Project managers may feel most comfortable if the work that they supervise is conducted in-house. That makes for smooth and generally uninterrupted communication. Guidance, feedback, trouble reports, plans, work schedules, and inter-departmental notices can all flow back and forth seamlessly when writers and editors work on the premises. In addition, on-site work gives writers and editors direct access to the company's network, and helps avoid the version control problems that can arise when work is conducted off-site.

In light of all these advantages, one might want to know why a project manager would ever want to supervise work conducted off-site. Here are several reasons:

  • Off-site workers supply and maintain their own hardware, software, and office space. The hiring company does not need to expend its resources to support the publication effort.

  • Off-site workers can be more productive, because they do not have to deal with long commutes and heavy traffic.

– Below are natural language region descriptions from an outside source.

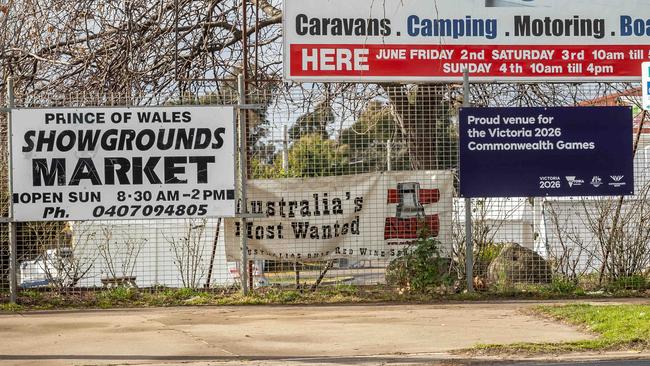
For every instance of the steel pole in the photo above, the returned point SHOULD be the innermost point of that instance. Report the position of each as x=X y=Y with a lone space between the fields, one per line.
x=469 y=245
x=243 y=204
x=13 y=264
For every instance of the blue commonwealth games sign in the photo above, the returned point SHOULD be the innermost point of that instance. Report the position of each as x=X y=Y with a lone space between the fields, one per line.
x=539 y=152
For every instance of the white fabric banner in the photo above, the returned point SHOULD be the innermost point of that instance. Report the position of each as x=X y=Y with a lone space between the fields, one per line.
x=366 y=216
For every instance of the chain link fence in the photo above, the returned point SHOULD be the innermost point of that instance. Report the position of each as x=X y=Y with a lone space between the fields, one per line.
x=348 y=182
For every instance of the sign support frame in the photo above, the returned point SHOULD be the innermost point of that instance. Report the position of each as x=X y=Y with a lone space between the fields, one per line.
x=469 y=245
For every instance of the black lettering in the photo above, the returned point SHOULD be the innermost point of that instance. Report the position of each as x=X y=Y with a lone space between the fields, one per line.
x=41 y=174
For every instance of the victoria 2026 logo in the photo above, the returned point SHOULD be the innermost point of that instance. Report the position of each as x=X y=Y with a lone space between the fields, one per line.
x=410 y=211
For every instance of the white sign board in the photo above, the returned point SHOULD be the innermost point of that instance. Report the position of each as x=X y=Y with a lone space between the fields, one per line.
x=372 y=216
x=123 y=163
x=495 y=40
x=645 y=85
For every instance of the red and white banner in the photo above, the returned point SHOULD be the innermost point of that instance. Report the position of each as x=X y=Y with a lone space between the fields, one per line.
x=495 y=40
x=362 y=217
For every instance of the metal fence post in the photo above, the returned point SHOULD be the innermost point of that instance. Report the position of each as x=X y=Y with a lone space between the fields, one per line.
x=469 y=245
x=243 y=204
x=13 y=265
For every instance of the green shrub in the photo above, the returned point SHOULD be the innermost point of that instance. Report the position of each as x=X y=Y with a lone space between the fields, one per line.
x=633 y=282
x=420 y=268
x=561 y=285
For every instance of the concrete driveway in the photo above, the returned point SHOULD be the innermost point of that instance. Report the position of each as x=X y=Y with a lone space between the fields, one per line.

  • Perhaps most important, responsibility for project management sits more squarely with the off-site worker. As off-site workers supervise themselves, they relieve project managers of the burden of daily oversight. Instead managers review results at key points in the project.

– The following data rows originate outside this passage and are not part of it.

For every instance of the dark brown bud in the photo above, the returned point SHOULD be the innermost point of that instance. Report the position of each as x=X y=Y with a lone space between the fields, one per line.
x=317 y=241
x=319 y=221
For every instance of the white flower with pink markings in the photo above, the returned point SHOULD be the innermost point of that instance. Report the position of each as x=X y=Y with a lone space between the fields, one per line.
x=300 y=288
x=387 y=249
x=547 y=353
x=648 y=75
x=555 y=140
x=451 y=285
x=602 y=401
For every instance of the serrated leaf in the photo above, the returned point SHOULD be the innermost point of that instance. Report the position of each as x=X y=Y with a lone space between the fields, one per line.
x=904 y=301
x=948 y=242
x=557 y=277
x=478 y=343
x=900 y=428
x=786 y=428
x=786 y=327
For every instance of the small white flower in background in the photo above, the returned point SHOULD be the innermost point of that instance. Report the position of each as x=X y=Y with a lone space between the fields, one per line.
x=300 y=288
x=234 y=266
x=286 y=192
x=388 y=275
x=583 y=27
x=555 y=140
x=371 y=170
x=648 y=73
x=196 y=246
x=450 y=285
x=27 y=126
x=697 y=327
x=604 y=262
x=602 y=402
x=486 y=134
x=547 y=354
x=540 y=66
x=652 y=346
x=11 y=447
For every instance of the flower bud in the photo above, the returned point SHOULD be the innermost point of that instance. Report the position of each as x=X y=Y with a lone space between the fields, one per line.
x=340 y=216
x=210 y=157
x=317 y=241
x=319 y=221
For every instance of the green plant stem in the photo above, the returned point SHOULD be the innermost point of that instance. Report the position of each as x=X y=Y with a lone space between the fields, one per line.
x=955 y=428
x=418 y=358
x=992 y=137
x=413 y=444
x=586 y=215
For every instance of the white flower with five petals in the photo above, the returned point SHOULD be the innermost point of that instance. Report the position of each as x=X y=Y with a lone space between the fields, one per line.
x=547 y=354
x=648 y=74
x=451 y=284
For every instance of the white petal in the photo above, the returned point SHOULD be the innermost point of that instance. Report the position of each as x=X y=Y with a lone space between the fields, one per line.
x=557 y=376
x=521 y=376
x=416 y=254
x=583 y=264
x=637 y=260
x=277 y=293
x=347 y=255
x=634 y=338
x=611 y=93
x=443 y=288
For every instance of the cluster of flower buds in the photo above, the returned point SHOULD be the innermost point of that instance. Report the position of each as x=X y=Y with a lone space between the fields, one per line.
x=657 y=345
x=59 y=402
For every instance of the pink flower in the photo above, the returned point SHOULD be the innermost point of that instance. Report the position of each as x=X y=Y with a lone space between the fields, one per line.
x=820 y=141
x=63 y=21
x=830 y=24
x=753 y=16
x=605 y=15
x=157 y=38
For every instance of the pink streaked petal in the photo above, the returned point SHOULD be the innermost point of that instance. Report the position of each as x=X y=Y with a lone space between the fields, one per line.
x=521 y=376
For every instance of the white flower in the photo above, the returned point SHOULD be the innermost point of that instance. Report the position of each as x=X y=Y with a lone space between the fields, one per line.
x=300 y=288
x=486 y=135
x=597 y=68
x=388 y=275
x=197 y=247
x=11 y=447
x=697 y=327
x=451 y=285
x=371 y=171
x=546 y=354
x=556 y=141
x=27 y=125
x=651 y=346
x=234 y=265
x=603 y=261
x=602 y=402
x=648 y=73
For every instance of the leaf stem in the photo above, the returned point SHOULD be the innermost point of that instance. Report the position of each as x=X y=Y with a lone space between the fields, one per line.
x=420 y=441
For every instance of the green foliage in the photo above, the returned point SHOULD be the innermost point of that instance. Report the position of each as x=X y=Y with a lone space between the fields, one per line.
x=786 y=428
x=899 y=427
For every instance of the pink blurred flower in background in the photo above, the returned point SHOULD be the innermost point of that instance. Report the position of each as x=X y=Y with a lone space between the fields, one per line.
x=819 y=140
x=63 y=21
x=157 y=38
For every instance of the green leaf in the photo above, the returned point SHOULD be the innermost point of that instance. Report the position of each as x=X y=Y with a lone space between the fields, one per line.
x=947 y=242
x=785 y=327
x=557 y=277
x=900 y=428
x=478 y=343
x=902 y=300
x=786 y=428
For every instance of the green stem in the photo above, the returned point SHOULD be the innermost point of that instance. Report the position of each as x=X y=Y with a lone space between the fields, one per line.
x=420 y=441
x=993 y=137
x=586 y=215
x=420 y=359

Many projects, of course, include a combination of on-site and off-site work. Often, a great deal of on-site time is required during the research phase at the beginning of a project, and during the publication phase at the end. The document development phase in the middle can be conducted on- or off-site. Writers and project managers can agree in advance on what arrangement will work best.

Summary

Here are some guidelines that we can derive from our analysis:

  • When money is plentiful, time is short, and the publishing task is relatively simple, a contractor from an agency can be a safe and efficient choice.

  • If your company has a staff of well-trained writers, editors, illustrators, and desktop publishers, use them. Many specialists in technical communications can develop skills in all four areas. Then, the only time to go outside for help is when the volume of work clearly exceeds the time that is available to accomplish it.

  • You should hire a technical publishing firm to complete your project if the following conditions hold:

    • You want to pay a fixed fee for your project rather than an hourly rate for an unpredictable amount of time.

    • You lack specialists for complex and labor-intensive publishing tasks, and you want to keep your engineers focused on their design work.

    • You trust your vendor to deliver what you want, at the stated price, on time. If you have that kind of relationship with a publishing firm, then you can purchase good quality, and be confident that you have spent your resources well.